I am asking this question after royally destroying a Linux box. Let me give you some background so you know where I am coming from.

I currently have (well… did have) a RedHat Linux box running Apache with Phusion Passenger added for running Ruby Apps under Apache. The app acts as a service to serve cached files to Kiosks in the Cincinnati area on a regular basis. The web app worked great and the only part left was to set up a cron task to retrieve all the information that needed to be cached and package that into a few different update packages for serving to the kiosks. To accomplish this I wrote a Ruby script that would handle the fetching and packaging of data. To setup the cron task, I just used the built-in crontab. The script looked like so:

#!/bin/bash

cd ../lib
ruby pdf_cache.rb
ruby pdf_prepare.rb
ruby rss_cache.rb
ruby nightly-pack.rb 
cd ..
chown -R www.www *

This script was located in the cron folder and the directory structure looked like so:

.
|-- cron
|-- feeds
|-- lib
|   `-- trash
|-- logs
|-- nightly-packs
|-- pdf
|   `-- tank
|-- public
`-- tmp

and I ran crontab -e as root with the following contents:

0 3 * * * /usr/local/apache2/ruby_projects/kiosk/cron/schedule_job

Which should execute the script every day at 3am. The next day after scheduling this cron task, I got a very unfortunate surprise. The cron task was executed in the root and I assume that most of the commands failed, with the exception of chmod -R www.www * which changed ownership of everything in the system to the www user.

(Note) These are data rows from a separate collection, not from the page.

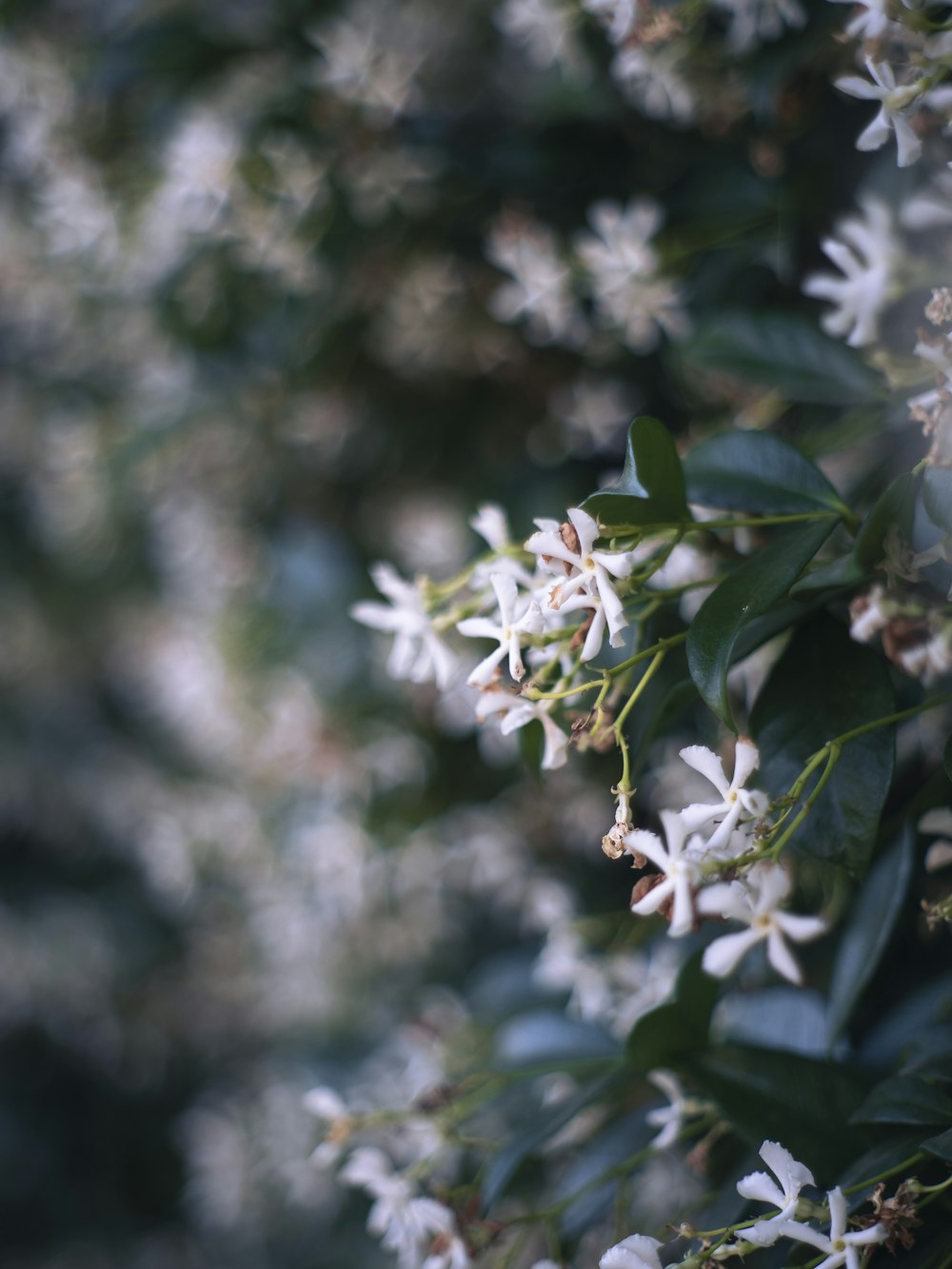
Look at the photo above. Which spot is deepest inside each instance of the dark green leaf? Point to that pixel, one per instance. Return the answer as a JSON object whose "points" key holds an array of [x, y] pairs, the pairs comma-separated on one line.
{"points": [[753, 471], [651, 486], [894, 507], [788, 353], [799, 1100], [822, 686], [941, 1145], [870, 928], [748, 591], [672, 1031], [905, 1100], [503, 1166], [937, 496]]}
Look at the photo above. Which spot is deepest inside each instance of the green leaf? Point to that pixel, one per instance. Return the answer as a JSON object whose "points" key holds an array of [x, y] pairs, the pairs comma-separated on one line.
{"points": [[823, 685], [905, 1100], [670, 1032], [784, 351], [502, 1168], [753, 471], [937, 496], [893, 507], [748, 591], [941, 1145], [651, 486], [870, 928], [799, 1100]]}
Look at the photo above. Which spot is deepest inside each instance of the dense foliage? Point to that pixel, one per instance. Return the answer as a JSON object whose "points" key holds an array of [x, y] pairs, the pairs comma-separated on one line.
{"points": [[307, 967]]}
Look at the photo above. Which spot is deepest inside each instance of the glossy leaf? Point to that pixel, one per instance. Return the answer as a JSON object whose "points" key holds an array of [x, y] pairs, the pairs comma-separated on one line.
{"points": [[905, 1100], [823, 685], [893, 507], [651, 486], [753, 471], [746, 593], [799, 1100], [672, 1031], [788, 353], [870, 928], [937, 496]]}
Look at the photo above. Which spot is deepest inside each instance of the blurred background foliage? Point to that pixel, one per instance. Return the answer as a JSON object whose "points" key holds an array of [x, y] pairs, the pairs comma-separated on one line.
{"points": [[246, 350]]}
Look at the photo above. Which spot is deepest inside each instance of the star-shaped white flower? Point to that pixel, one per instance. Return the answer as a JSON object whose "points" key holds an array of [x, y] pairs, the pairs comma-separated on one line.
{"points": [[737, 803], [636, 1252], [418, 651], [838, 1246], [681, 868], [589, 582], [516, 712], [783, 1193], [895, 103], [506, 631], [864, 251], [756, 902]]}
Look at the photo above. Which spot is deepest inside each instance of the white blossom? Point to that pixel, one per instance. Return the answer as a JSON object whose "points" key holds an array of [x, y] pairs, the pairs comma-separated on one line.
{"points": [[636, 1252], [756, 902], [589, 585], [506, 631], [418, 652], [516, 712], [838, 1246], [895, 104], [783, 1193], [681, 868], [864, 251], [737, 803]]}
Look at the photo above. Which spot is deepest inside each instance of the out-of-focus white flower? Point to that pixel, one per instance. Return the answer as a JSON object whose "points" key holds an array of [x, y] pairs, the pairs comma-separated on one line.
{"points": [[672, 1119], [871, 20], [756, 902], [619, 15], [864, 251], [754, 20], [895, 106], [418, 654], [545, 30], [838, 1246], [653, 80], [783, 1193], [541, 287], [737, 803], [589, 585], [516, 712], [681, 868], [636, 1252], [508, 631]]}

My question is; what is the proper way to implement a cron-task and from what context is the cron-task run from? I realize now that I probably should not be running this under the root account, and I am not sure how to run it under the www account as that user has no shell and you can't successfully su to the www user.

Best Answer

I bet you could just give the user a shell, just limit down the ability to access it remotely and it's permissions.

Cron tasks run under the users who made the Cron task, so that's why it runs as root.